Joshua Beadle rose up and banked in a 3-pointer to stretch Boston College men’s basketball’s four-point lead to seven with 3:15 to go in the game. A little over a minute later, after Miami’s Matthew Cleveland cut BC’s lead back to four, Beadle hit another shot from behind the arc.
This time, it rippled through the net—no backboard needed. With the momentum firmly in his team’s hands, Beadle gave the Eagles their 71–64 lead with two minutes remaining.
“Someone said, ‘Put Beadle back in,’ and I’m glad we did, because he knocked in two threes,” BC head coach Earl Grant said. “He banked the first one, so obviously he has some help. He has some help from above on that one.”
The Eagles (9–5, 1–2 Atlantic Coast) went on to beat the Hurricanes (4–9, 0–3) 78–68 on New Year’s Day, starting off 2025 with the biggest home comeback in BC history.
BC trailed by as many as 19 points in the first half, but the Eagles came out of the locker rooms after halftime looking like a new team. Players that usually start were sitting on the bench for periods throughout the second half, as young Jayden Hastings and Luka Toews got time. The bench was energetic regardless, something Grant emphasized.
“A lot of starters were sitting on the bench while we were making a run,” Grant said. “Typically, you can look at the bench and get a good idea of who the program is.”
BC outscored Miami 49–27 in the second half as five Eagles put up double-digits.

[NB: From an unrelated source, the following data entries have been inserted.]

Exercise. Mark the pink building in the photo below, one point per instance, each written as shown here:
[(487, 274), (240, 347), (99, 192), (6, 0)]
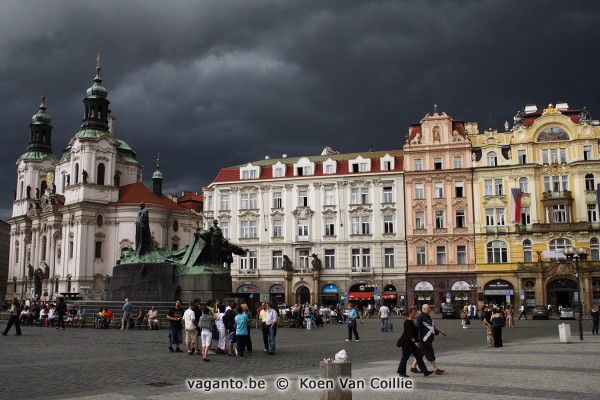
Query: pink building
[(439, 212)]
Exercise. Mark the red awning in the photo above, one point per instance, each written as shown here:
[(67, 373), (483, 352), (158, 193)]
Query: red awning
[(360, 295)]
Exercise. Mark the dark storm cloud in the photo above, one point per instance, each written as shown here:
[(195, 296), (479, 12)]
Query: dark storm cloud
[(211, 84)]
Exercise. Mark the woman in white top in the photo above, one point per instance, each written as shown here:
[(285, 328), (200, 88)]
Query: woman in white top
[(221, 329)]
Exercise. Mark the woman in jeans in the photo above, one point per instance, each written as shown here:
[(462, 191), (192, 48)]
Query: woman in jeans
[(353, 316)]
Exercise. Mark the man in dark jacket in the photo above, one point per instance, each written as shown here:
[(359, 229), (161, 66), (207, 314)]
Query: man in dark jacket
[(229, 321), (427, 332)]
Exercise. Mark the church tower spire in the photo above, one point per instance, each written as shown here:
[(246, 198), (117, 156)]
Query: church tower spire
[(40, 140), (157, 178), (96, 107)]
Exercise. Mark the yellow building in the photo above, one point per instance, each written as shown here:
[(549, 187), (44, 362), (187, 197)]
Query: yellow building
[(535, 191)]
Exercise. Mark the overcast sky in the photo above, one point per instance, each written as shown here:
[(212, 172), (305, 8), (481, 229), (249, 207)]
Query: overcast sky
[(211, 84)]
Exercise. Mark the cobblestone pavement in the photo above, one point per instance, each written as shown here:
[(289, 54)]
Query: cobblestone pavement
[(50, 363)]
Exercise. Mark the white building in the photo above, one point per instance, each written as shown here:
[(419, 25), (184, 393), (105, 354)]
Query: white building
[(72, 217), (347, 209)]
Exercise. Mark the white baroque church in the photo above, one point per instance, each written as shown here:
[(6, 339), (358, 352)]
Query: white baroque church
[(75, 214)]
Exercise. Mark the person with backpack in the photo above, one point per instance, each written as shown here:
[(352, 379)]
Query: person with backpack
[(13, 318)]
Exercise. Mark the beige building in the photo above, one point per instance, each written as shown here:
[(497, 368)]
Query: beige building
[(338, 218)]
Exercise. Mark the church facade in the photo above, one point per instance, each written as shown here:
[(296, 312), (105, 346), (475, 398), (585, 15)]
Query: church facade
[(75, 214)]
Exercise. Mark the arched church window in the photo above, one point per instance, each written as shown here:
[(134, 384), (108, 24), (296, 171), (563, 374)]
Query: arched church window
[(100, 172)]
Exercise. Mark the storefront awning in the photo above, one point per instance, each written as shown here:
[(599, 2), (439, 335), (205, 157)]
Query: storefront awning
[(360, 295)]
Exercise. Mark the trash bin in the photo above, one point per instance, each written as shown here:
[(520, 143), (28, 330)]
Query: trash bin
[(564, 333)]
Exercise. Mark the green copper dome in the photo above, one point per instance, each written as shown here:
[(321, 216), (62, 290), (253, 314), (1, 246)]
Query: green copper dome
[(41, 117)]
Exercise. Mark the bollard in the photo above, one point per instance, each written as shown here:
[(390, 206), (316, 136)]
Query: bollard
[(333, 371), (564, 333)]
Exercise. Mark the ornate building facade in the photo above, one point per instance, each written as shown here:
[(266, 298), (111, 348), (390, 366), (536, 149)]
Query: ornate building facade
[(74, 215), (317, 228), (536, 194), (439, 219)]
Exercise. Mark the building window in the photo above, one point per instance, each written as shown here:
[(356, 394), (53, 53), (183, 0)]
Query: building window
[(360, 196), (277, 259), (277, 200), (441, 255), (527, 251), (559, 213), (329, 226), (98, 250), (461, 219), (459, 190), (303, 256), (498, 187), (589, 182), (249, 229), (489, 187), (439, 219), (457, 162), (329, 197), (388, 195), (330, 258), (251, 174), (419, 193), (500, 220), (249, 261), (224, 205), (361, 258), (225, 229), (277, 228), (594, 249), (418, 164), (303, 198), (361, 225), (497, 252), (522, 156), (438, 190), (461, 254), (388, 224), (420, 255), (303, 229), (249, 201), (419, 220), (524, 185), (390, 257), (492, 159), (592, 212), (525, 216), (587, 153), (489, 217)]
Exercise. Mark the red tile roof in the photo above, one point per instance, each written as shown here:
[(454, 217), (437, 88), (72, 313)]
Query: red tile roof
[(138, 192)]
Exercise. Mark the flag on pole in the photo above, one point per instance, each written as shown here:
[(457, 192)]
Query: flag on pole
[(515, 200)]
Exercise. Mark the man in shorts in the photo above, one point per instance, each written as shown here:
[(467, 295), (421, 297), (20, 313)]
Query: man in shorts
[(191, 331), (427, 332), (175, 316)]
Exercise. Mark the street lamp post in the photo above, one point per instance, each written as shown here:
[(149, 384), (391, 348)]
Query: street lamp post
[(576, 254)]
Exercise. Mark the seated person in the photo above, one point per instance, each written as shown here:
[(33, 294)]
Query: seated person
[(80, 317), (71, 317), (52, 316), (107, 316), (44, 315), (152, 318), (98, 318)]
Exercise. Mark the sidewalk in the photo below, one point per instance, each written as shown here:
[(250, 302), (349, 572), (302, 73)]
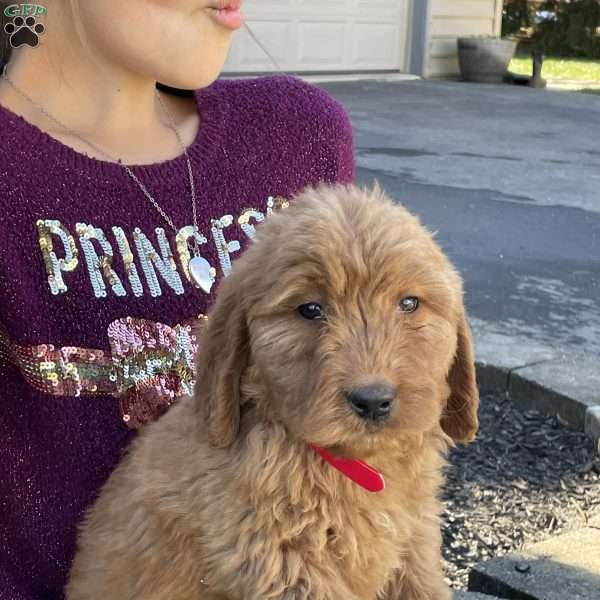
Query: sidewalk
[(510, 177)]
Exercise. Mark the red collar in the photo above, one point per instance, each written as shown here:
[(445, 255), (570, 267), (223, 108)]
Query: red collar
[(360, 472)]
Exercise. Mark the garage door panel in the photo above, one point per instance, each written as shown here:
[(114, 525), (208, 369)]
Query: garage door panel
[(323, 35), (321, 43), (375, 44), (277, 36)]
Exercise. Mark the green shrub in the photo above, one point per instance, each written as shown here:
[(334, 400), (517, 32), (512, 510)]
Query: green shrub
[(574, 32)]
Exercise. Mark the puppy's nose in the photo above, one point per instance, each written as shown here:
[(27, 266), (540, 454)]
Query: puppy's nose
[(373, 402)]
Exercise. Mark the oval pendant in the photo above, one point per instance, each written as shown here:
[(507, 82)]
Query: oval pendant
[(202, 274)]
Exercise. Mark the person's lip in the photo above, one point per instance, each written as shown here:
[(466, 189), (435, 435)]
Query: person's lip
[(226, 4), (227, 13)]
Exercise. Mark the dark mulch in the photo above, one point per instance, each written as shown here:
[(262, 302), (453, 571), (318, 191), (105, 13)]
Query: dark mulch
[(525, 479)]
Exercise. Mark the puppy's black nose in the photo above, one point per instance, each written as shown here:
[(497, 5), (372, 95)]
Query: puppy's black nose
[(373, 402)]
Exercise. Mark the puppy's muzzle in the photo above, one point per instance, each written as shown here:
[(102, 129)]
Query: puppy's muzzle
[(372, 402)]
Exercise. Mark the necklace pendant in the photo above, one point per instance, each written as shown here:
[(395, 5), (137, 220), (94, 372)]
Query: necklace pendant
[(202, 274)]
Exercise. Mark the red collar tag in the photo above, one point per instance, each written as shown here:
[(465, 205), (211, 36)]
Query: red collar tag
[(360, 472)]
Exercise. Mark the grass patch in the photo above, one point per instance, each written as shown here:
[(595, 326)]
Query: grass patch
[(576, 69)]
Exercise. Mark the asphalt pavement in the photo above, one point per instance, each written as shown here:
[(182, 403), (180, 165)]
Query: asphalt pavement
[(509, 177)]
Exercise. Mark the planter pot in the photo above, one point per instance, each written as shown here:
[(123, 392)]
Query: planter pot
[(485, 60)]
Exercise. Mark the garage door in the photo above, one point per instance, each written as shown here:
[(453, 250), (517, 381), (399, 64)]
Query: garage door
[(322, 36)]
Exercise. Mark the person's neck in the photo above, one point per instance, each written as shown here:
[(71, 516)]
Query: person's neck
[(112, 108)]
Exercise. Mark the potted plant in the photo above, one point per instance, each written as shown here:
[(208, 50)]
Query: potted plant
[(485, 59)]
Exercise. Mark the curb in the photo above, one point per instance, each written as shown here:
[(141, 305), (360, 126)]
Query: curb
[(528, 394)]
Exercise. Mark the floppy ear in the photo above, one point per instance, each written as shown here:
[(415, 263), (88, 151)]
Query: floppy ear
[(459, 419), (222, 358)]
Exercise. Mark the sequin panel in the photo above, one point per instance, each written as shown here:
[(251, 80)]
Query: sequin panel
[(47, 230), (148, 367), (164, 262), (99, 265)]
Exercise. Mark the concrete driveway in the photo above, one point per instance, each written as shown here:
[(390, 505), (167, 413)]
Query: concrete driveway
[(510, 177)]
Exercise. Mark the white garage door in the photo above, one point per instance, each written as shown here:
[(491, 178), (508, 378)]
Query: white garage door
[(322, 35)]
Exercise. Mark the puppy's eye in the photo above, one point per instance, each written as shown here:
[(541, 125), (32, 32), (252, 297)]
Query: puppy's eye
[(312, 311), (409, 304)]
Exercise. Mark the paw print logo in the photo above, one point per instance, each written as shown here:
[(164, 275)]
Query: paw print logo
[(24, 31)]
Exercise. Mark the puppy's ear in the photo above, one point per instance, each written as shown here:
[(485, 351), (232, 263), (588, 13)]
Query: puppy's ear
[(459, 419), (222, 358)]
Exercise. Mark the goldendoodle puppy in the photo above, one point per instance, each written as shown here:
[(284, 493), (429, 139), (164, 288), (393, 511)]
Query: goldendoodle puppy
[(335, 369)]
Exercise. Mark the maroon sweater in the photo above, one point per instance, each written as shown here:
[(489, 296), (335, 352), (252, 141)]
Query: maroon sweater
[(95, 299)]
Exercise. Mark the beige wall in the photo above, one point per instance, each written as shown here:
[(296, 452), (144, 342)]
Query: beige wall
[(455, 18)]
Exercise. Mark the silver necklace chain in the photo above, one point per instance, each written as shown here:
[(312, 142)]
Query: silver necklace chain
[(133, 176)]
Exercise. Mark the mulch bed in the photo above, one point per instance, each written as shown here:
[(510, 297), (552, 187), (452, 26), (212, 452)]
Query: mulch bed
[(526, 478)]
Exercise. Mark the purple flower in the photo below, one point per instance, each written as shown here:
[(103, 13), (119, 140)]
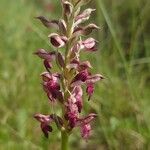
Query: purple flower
[(57, 40), (48, 57), (77, 93), (85, 131), (72, 113), (89, 44), (45, 120), (90, 90), (51, 85)]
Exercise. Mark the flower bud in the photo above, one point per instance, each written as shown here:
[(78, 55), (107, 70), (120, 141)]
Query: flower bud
[(57, 40), (47, 23), (85, 15)]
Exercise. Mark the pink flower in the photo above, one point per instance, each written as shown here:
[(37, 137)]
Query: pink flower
[(72, 113), (77, 93), (48, 57), (51, 85), (57, 40), (85, 131), (45, 120), (89, 44), (90, 90)]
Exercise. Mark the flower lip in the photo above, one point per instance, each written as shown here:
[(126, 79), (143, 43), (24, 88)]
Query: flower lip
[(57, 40)]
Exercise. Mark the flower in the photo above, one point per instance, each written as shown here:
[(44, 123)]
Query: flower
[(45, 120), (47, 56), (65, 86), (85, 131), (90, 90), (51, 85), (57, 40)]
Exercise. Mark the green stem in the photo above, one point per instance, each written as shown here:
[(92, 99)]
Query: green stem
[(64, 140)]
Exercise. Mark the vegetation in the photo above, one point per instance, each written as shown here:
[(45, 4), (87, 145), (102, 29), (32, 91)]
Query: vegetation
[(121, 100)]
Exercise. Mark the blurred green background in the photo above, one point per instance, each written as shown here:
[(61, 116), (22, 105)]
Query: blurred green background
[(122, 100)]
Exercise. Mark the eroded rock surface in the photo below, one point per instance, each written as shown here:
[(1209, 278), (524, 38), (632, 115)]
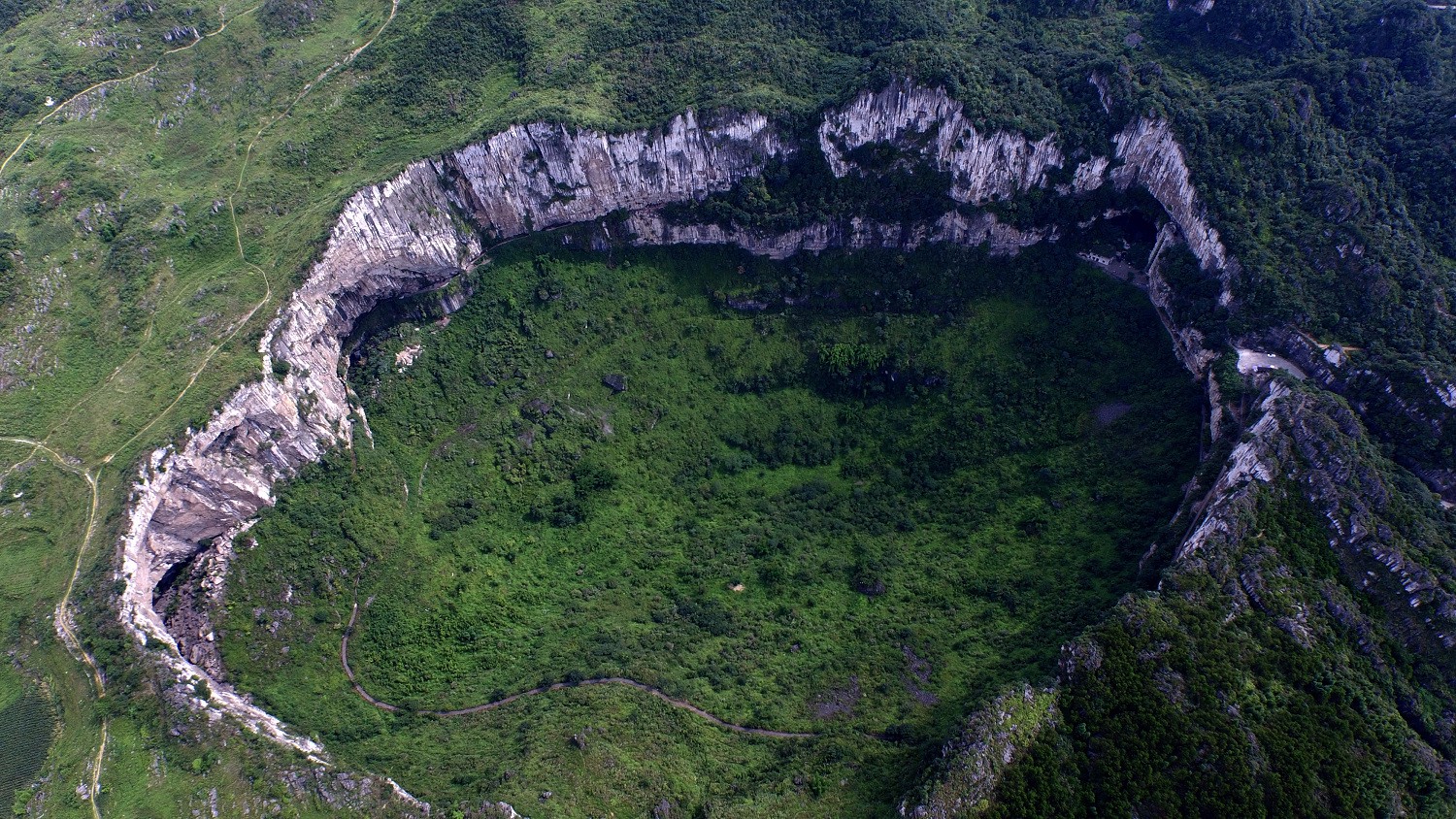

“The guys never flinched,” Grant said. “They believed in what our plan was, and we actually started the execute the plan better in the second half, or the end of the first half.”
BC’s first lead of the game came with 8:52 left on the lock. Freshman Luka Toews, drove into the paint, pulling defenders with him, then dished the ball to Elijah Strong sitting in the corner.
Strong swung it up to McFarlane on the left wing, and McFarlane sank the three to put BC up 56–55. BC ended the game 38.5 percent from three, and held Miami to five makes on 23 attempts from behind the arc.
The Hurricane’s 21.7 percent clip from three showed improvement from BC’s 3-point defense, as the Eagles have recently made a habit of letting opponents sink nine or more threes on more than 40 percent shooting.
“In the first seven games we were 6-1, we were giving up five threes a game,” Grant said. “And then in the last five or six games, I think we were giving up nine or 10 threes. So it’s something that we wanted to emphasize in some of our schemes, ball-screen coverages, to force them to take tough shots.”
Elijah Strong couldn’t get things going in the first half. Like the rest of his team, though, that all changed after halftime. He scored 11 points in the second half.
Chad Venning might have been one of the only consistent players for the Eagles offensively. He scored three straight baskets with about five minutes left in the first half, sending BC into halftime with a 12-point deficit—a three-possession game that seemed much more manageable than its once 19-point hole.
The comeback win relied on BC’s defense, but Miami was facing struggles the Eagles didn’t force, too.
The Hurricanes were missing their leading scorer, their head coach suddenly stepped down last week, and they went just nine of 14 from the free-throw line in Wednesday’s game.
Regardless, BC’s intensity, 40 rebounds, and 21 made free throws, was enough to get them a comeback win and its first victory in the ACC this season.
“First conference win—it’s a good feeling, because obviously starts a new year,” Beadle said. “We got a lot of goals that we want to achieve, and we feel as though this team, we can achieve a lot of things. We can take over the ACC.”